- Education: University of Oregon
- Occupation: Director of Special Projects Miami Marlins

= Sara Goodrum =

Major League Baseball executive

Sara Goodrum is the current Director of Special Projects for the Miami Marlins and the former Director of Player Development for the Houston Astros. She is the first woman to hold the position of minor league hitting coordinator for a Major League Baseball team the position she held prior for the Milwaukee Brewers. She is also the first woman to hold the position of Farm Director for a Major League Baseball team.

== Playing career ==
Goodrum played softball for the University of Oregon from 2012–15, during which the Ducks appeared in the Women's College World Series three times. She played in the outfield, appearing in 33 games in 2014, her junior year, when she was also named to the Academic All-Pac-12 Second Team.
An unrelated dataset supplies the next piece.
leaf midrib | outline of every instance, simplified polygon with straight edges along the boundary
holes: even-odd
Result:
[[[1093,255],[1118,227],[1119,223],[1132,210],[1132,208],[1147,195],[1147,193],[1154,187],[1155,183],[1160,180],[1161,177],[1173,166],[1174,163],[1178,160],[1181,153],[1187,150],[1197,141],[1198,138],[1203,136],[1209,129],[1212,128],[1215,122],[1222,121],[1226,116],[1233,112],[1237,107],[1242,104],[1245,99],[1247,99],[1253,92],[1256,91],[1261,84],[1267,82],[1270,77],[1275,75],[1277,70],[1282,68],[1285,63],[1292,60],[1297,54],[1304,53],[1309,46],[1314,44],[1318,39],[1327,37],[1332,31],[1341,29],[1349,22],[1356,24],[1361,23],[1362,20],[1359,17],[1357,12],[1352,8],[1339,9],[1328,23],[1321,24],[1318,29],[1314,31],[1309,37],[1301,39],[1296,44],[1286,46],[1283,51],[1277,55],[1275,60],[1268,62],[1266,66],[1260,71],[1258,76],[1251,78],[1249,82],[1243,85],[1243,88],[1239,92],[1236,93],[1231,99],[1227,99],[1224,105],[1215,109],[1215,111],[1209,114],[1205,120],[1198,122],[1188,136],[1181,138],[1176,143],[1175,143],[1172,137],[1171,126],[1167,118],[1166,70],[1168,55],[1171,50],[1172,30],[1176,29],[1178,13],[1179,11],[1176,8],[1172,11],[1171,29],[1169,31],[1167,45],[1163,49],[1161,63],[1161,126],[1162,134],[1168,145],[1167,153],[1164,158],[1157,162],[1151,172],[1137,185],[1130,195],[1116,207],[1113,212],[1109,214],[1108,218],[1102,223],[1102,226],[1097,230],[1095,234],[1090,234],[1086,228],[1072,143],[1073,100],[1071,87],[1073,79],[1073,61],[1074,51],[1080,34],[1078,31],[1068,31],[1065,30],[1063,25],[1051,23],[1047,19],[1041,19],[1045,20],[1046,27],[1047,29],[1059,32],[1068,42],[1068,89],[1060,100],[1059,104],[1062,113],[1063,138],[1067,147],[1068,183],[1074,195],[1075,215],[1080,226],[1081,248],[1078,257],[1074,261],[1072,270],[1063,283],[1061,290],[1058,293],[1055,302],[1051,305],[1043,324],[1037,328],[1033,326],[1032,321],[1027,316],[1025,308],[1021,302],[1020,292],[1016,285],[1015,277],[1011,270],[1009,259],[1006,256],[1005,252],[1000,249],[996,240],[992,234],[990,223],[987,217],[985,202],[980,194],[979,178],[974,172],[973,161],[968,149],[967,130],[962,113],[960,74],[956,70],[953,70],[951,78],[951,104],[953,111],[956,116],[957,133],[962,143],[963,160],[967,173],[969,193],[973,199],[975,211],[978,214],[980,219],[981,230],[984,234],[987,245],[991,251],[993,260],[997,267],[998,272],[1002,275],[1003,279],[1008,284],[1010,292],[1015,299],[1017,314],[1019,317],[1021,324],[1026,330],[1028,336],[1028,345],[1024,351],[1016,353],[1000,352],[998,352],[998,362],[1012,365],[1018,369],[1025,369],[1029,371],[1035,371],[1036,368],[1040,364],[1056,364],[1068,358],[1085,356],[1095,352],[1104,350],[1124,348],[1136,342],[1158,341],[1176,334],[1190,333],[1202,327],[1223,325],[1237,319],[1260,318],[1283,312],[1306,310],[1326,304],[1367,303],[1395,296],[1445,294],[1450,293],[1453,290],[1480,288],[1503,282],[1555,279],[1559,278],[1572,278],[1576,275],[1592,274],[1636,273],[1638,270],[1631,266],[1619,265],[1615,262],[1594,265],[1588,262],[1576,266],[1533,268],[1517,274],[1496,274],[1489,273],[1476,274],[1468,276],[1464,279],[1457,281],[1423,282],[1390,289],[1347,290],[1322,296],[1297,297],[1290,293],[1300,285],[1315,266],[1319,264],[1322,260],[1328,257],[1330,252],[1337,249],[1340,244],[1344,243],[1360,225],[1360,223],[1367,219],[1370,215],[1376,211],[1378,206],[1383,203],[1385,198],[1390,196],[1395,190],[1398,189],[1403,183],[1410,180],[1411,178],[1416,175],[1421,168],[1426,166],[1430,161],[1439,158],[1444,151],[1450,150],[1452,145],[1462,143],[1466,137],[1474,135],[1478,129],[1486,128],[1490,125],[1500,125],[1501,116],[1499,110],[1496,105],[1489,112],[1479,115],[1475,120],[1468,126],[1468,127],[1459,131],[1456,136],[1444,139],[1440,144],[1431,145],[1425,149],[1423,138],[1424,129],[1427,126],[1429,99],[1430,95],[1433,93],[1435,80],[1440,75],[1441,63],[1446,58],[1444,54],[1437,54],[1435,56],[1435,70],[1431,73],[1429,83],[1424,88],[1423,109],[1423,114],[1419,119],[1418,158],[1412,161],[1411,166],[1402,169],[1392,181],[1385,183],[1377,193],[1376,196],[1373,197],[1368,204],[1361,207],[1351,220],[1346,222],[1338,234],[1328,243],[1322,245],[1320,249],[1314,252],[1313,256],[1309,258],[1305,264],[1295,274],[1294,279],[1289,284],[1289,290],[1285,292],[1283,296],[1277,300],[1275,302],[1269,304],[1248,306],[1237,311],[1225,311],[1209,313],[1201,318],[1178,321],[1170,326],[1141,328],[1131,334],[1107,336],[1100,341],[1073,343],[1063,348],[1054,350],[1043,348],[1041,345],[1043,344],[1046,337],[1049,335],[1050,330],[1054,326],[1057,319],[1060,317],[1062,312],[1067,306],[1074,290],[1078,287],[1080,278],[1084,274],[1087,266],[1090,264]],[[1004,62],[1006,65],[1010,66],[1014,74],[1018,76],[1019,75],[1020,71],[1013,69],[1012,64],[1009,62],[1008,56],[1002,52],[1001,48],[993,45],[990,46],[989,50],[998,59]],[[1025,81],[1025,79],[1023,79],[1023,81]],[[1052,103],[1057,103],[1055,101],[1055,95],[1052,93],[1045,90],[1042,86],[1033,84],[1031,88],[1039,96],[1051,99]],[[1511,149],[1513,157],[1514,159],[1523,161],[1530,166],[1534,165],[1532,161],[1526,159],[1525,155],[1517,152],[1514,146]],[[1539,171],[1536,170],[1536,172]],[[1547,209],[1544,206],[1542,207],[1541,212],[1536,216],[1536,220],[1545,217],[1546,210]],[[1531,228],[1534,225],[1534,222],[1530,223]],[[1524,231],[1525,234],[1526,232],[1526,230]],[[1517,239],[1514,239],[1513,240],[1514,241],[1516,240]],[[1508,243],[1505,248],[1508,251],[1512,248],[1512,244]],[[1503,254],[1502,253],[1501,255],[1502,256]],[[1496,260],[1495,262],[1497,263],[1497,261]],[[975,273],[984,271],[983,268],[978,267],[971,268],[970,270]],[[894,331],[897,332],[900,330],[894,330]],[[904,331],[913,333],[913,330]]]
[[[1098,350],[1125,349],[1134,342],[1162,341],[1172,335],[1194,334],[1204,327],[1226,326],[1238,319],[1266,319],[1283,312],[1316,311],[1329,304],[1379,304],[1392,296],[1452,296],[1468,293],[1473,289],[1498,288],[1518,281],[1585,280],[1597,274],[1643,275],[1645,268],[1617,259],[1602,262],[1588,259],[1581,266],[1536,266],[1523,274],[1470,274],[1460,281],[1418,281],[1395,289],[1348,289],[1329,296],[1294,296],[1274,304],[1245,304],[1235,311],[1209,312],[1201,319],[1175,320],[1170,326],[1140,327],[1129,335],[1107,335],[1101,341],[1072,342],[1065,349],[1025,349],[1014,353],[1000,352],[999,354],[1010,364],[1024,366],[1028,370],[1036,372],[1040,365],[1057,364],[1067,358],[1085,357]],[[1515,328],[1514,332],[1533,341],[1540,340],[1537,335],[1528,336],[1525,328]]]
Sara's accomplishments earned her an induction into the City of Mesa Sports Hall of Fame in November 2024.

==Coaching career==
While at Oregon, Goodrum worked as an undergraduate research assistant at the Bowerman Sports Science Clinic. After graduating with a degree in human physiology, she earned a master's degree in exercise and sports science from the University of Utah.

===Milwaukee Brewers===
Goodrum started with the Milwaukee Brewers as an intern in April 2017. She also worked as coordinator for integrative sports performance before being promoted in October 2020 to being the Minor League hitting coordinator, which the team announced in January 2021. As hitting coordinator, she oversees the hitting curriculum and programming for all players in the Brewers' minor league system and manages the organization's minor league hitting coaches.

===Houston Astros===
On December 1, 2021, the Houston Astros hired Goodrum to serve as their director of player development. Goodrum and the Astros organization parted ways on October 9, 2023.

===Miami Marlins===
On February 9, 2024, the Miami Marlins hired Goodrum to serve as their Director of Special Projects.

== Personal ==
Goodrum is from Mesa, Arizona.

She is an avid dog lover. Her husband and she own 2 rescued pitbulls.